Осадив коней, Сартак и его свита окружили меня полукольцом. Заранее, дабы не провоцировать голубую ханскую кровь, склоняюсь в глубоком поклоне. Слышу вокруг чавканье лошадиных копыт, смешки и плохо разбираемый гомон. Терпеливо жду, что дальше⁈
Наконец, слышу уверенный, привыкший повелевать голос.
— Покажи мне, как пользоваться твоим оружием!
'Ни тебе здрасьте, ни до свиданья! Что за манеры! — Бурча про себя, воспринимаю этот приказ как разрешение говорить и поднимаю голову. Мой взгляд встречается с глазами примерно сорокалетнего мужчины с ухоженной бородкой и традиционно жидкими монгольскими усиками. Широкие азиатские скулы, в узких прорезях отражается надменность и презрение.
Понимаю, что это и есть Сартак, наследник и старший сын Батыя. Молча жду, когда один из тургаудов свиты спрыгнет с седла и принесет мне ружье. Получив его в руки, не торопясь осматриваю и поднимаю вопросительный взгляд на Сартака.
Тот недовольно кривит губы.
— Что еще⁈
— С ружьем были еще два мешочка, где они? — Спрашиваю, а сам думаю в этот момент о том, что из этого ружья стреляли раз пять всего. Я сам ни разу, но помню, что из тех пяти два раза была осечка.
«Хорошо бы повезло в этот раз!» — Мысленно прошу у небес удачи, потому как понимаю, что от этого выстрела много чего зависит.
Пока свита суетится и ищет в поклаже мешочки с порохом и пулями, я вытаскиваю шомпол и на всякий случай прочищаю ствол. Сартак внимательно следит за каждым моим движением.
Зарядив ружье, поднимаю взгляд на Сартака.
— Если тебе, хан, не жалко, то пусть твой телохранитель снимет панцирь и поставит его вон к тому камню. — Показываю рукой на здоровенный валун в двадцати шагах.

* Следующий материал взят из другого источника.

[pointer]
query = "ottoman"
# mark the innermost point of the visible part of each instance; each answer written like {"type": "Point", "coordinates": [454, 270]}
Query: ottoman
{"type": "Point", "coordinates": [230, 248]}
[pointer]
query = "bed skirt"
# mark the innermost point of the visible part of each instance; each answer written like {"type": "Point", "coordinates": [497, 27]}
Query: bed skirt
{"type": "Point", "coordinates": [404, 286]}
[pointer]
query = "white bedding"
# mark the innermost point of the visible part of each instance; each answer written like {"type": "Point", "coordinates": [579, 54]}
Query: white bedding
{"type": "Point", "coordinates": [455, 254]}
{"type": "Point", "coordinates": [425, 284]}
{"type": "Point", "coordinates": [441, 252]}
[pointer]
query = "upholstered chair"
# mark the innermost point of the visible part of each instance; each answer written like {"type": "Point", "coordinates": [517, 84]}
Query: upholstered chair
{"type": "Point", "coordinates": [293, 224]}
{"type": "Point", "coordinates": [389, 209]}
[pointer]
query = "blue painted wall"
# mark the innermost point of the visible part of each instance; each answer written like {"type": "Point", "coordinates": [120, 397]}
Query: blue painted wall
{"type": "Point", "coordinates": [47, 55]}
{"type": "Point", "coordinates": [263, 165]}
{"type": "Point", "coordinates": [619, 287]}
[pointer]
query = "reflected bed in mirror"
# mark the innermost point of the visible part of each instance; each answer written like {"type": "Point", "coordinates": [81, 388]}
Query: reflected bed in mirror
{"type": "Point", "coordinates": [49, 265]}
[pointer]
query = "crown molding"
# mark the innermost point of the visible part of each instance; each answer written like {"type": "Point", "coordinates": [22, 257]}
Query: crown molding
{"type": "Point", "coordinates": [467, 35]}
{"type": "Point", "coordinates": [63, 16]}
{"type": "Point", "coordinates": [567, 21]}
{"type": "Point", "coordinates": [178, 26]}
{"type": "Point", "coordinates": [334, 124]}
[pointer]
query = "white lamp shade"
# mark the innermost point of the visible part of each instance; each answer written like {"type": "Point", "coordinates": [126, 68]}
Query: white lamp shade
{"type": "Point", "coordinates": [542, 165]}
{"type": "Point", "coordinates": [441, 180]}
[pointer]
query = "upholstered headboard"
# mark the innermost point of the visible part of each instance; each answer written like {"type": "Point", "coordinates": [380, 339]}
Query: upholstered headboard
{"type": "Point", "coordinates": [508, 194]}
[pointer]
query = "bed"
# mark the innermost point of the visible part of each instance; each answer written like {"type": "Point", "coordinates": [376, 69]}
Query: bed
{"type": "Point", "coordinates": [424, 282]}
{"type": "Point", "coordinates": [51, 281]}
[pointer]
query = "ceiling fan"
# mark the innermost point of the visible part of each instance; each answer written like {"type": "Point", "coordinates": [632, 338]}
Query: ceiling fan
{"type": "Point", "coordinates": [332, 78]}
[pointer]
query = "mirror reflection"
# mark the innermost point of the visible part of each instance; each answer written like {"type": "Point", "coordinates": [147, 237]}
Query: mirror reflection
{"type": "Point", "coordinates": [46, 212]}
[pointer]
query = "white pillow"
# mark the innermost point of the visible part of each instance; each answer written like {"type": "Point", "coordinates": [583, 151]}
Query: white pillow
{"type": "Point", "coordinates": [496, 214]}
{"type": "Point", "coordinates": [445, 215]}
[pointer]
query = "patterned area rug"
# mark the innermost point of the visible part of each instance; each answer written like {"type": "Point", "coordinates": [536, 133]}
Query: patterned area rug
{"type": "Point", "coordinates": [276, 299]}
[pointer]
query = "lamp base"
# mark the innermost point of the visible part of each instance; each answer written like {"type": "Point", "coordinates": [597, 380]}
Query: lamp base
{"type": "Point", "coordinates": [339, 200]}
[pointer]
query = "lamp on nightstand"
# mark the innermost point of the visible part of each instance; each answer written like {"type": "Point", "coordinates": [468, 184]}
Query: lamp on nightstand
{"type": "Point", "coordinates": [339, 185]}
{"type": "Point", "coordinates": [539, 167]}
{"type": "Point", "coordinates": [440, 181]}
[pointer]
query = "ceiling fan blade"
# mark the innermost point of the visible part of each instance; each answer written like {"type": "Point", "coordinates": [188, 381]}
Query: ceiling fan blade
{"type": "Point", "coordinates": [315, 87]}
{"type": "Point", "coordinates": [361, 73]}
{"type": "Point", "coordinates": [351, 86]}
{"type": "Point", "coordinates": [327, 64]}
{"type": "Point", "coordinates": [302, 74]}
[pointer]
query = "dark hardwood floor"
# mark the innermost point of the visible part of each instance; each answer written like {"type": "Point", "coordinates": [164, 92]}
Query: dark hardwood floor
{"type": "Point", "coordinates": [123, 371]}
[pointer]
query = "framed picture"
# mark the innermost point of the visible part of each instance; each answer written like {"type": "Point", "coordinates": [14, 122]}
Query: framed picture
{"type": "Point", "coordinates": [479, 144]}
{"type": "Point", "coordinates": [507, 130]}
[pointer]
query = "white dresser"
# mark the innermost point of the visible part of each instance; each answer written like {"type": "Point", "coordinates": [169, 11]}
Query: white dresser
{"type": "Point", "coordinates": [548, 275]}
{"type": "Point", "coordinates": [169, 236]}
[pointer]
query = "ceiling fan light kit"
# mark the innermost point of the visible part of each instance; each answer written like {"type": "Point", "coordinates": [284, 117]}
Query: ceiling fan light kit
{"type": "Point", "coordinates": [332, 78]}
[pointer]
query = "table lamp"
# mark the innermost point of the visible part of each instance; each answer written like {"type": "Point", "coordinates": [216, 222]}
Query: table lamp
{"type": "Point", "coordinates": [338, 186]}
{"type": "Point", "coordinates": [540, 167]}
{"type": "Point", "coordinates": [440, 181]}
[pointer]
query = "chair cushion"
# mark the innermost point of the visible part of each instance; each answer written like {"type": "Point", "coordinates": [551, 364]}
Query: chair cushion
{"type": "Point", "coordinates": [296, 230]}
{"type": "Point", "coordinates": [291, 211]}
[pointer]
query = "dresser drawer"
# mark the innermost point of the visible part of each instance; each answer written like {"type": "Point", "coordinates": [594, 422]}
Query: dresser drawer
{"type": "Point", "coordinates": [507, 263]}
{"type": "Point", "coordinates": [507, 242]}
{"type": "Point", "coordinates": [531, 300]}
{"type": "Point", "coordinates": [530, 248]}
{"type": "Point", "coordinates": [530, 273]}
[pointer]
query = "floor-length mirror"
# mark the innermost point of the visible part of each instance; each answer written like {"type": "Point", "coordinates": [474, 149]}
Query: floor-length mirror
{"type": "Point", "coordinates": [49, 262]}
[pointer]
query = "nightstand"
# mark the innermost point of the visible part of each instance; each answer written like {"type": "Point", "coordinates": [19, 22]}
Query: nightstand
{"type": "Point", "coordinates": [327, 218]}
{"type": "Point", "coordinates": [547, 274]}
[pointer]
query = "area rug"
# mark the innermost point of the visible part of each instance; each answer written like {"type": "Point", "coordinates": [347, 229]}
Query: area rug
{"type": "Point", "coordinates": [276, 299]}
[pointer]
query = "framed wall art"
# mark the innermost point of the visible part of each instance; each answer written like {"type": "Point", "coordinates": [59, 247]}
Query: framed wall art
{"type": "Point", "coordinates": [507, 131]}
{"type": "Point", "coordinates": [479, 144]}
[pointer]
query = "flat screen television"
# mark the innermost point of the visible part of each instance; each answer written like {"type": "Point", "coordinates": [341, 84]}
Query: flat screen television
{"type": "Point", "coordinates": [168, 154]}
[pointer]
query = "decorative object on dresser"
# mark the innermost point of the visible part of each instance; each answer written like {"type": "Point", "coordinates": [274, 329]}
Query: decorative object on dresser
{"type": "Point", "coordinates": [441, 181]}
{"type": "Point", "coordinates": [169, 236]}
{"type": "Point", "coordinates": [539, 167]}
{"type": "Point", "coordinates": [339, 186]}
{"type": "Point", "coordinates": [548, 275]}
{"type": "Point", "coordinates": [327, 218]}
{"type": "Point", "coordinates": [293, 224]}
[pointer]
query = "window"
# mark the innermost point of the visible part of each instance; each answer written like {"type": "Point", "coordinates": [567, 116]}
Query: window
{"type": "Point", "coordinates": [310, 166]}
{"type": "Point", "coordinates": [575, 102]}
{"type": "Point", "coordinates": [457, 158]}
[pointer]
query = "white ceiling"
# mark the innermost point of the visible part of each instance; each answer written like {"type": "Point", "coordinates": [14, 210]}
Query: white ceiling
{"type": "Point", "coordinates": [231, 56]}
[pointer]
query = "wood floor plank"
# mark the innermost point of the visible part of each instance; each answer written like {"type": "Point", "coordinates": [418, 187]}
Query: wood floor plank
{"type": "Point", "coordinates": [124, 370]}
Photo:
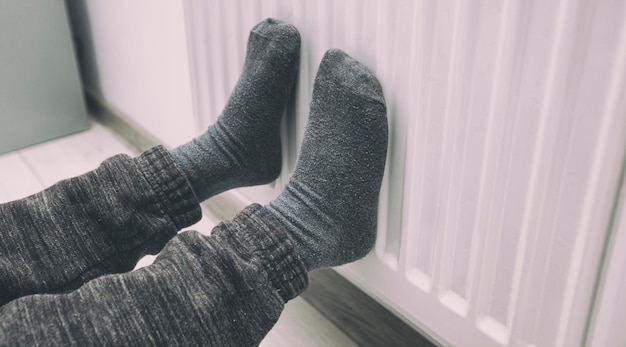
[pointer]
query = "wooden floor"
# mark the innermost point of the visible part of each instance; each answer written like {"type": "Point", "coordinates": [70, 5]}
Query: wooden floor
{"type": "Point", "coordinates": [29, 170]}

Специально выбираю такое малое расстояние, потому как дальше полет пули уже настолько непредсказуемый, что попадание становится делом случая, а не меткости.
На такой дистанции и лучник врага достанет, поэтому я и упираю на убойную силу, мол один выстрел — на одного бойца у врага меньше. С лука за это время можно и десяток стрел выпустить, а результат?!. Все десять в щит, а у врага ни одной царапины!
По указанию господина, один из всадников начинает снимать легкий кольчужный доспех, но я отрицательно качаю головой.
— Нет, не этот! — Киваю в сторону другого тургауда в арабском пластинчатом панцире. — Вон тот!
Такой доспех ни один лук не возьмет, и даже арбалет не со всякого ракурса одолеет. Это знаю я, это знает любой из стоящих вокруг всадников. На то и делается ставка!
Монгольский воин не торопится снять дорогую броню, но злой взгляд Сартака подстегивает его к действию. Через минуту он уже прислоняет его к камню и отходит.
Я насыпаю порох на полку, взвожу курок и прицеливаюсь. Пот заливает глаза, руки дрожат от нервняка и усталости. Делаю глубокий вдох и, прошептав, помоги мне бог, нажимаю на спуск.
Грохот выстрела, вонь порохового дыма и отдача, чуть не ломающая мне плечо!
Стараясь не кривиться от боли, опускаю ружье и жду, когда владелец принесет свой панцирь. По тому как медленно он идет и по его обескураженному виду, с радостью понимаю — попал!
«Слава тебе, господи!» — Выдохнув с облегчением, поднимаю взгляд на Сартака.
Тот с нескрываемым интересом долго рассматривает вмятину и пробитую пластину, а затем надменно вскидывает голову.
— Когда ты сможешь дать мне десять тысяч таких ружей⁈
«Ну что за наивность! — Мысленно не могу удержаться от иронии. — Стоял бы я здесь, если бы я мог по-быстрому сделать десять тысяч⁈»
Вместо ответа я демонстративно качаю головой.
— Дело это не быстрое, но ведь и проблема не только в ружьях, из них ведь еще стрелять надо уметь. — Сказав, вновь заряжаю ружье и протягиваю его тургауду с панцирем.
Тот инстинктивно берет оружие, а я у него броню. Накинув ее на себя, я отхожу к камню и кричу оттуда.